“The Spirit of the Lord God is upon me,
because the Lord has anointed me;
he has sent me to bring good news to the oppressed,
to bind up the brokenhearted,
to proclaim liberty to the captives,
and release to the prisoners;
to proclaim the year of the Lord’s favor …” (Isaiah 61:1-2)
“A true revolution of values will soon cause us to question the fairness and justice of many of our past and present policies. On the one hand, we are called to play the Good Samaritan on life’s roadside, but that will be only an initial act. One day we must come to see that the whole Jericho Road must be transformed so that men and women will not be constantly beaten and robbed as they make their journey on life’s highway. True compassion is more than flinging a coin to a beggar. It comes to see that an edifice which produces beggars needs restructuring.” – Martin Luther King Jr.

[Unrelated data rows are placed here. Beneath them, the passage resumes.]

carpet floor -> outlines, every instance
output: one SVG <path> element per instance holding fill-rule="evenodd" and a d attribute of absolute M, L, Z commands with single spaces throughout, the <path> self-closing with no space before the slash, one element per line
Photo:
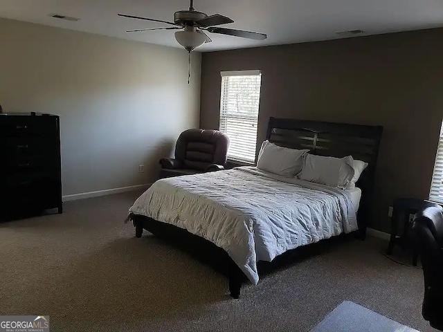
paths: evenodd
<path fill-rule="evenodd" d="M 51 331 L 307 331 L 348 300 L 422 331 L 422 271 L 369 238 L 331 243 L 228 295 L 228 279 L 124 224 L 140 192 L 0 223 L 0 315 L 49 315 Z"/>

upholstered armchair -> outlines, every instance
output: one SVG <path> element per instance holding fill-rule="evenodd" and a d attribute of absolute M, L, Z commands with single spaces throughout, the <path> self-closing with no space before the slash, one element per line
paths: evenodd
<path fill-rule="evenodd" d="M 443 208 L 417 213 L 413 230 L 424 277 L 423 317 L 443 331 Z"/>
<path fill-rule="evenodd" d="M 175 145 L 175 158 L 160 160 L 161 178 L 224 169 L 229 138 L 218 130 L 188 129 Z"/>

“Jesus was clearly not a pastoral counselor, but one in the prophetic line who denounced injustice and oppression on behalf of the poor.” – Susan Brooks Thistlethwaite
Historically the church has been very good at “flinging a coin to a beggar”. When confronted with a need we do not pass on the other side of the road. Like the Good Samaritan “moved with pity”, we will stop and provide charitable assistance. When we see the hungry we stop and offer food. When we see the homeless we stop and start shelters and build homes. When we see victims of natural disasters we quickly share a generous portion of our abundance. I thank God that the church is so easily moved by compassion and has so willingly “played the Good Samaritan on life’s roadside”.

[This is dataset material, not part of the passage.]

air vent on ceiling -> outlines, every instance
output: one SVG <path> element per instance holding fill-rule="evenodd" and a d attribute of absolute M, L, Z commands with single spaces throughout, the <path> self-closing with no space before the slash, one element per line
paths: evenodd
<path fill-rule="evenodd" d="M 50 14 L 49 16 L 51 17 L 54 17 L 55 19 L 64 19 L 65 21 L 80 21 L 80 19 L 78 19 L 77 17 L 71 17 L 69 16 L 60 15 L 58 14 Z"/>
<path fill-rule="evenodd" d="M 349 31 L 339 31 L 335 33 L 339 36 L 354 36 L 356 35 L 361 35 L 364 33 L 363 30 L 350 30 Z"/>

But King is right, to play the Good Samaritan is only the initial act.
Charity is an initial act but it is not all that is needed and, more importantly, required of us. If all we do is bind up and heal those who are beaten up on life’s Jericho’s road we will have failed to share all the good news. We are to be about the work transforming the road so that folk don’t keep getting beaten up.
We are reminded of our call to social transformation as we travel the Lenten road with Jesus. By the time we get to Golgotha we are painfully aware that Jesus is not being crucified for his acts of charity to the poor. He ends up between two thieves because, as Richard Shaull says, he “. . acted on behalf of the poor. In so doing, he subverts the established order. Therefore the order kills him. If Jesus had respected the law, the Jewish ‘constitution’ of the Sanhedrin, the reigning order and the socially acceptable virtues, he would have died an old man within the confines of the city. But he died outside the city–crucified. . . .”
Clearly we are called to play the part of the Good Samaritan and not the priest or the Levite. But after that initial act we are also called to play the part of the liberator who died outside the city. The liberator who seeks us to join him in challenging and changing systems which make Good Samaritans necessary.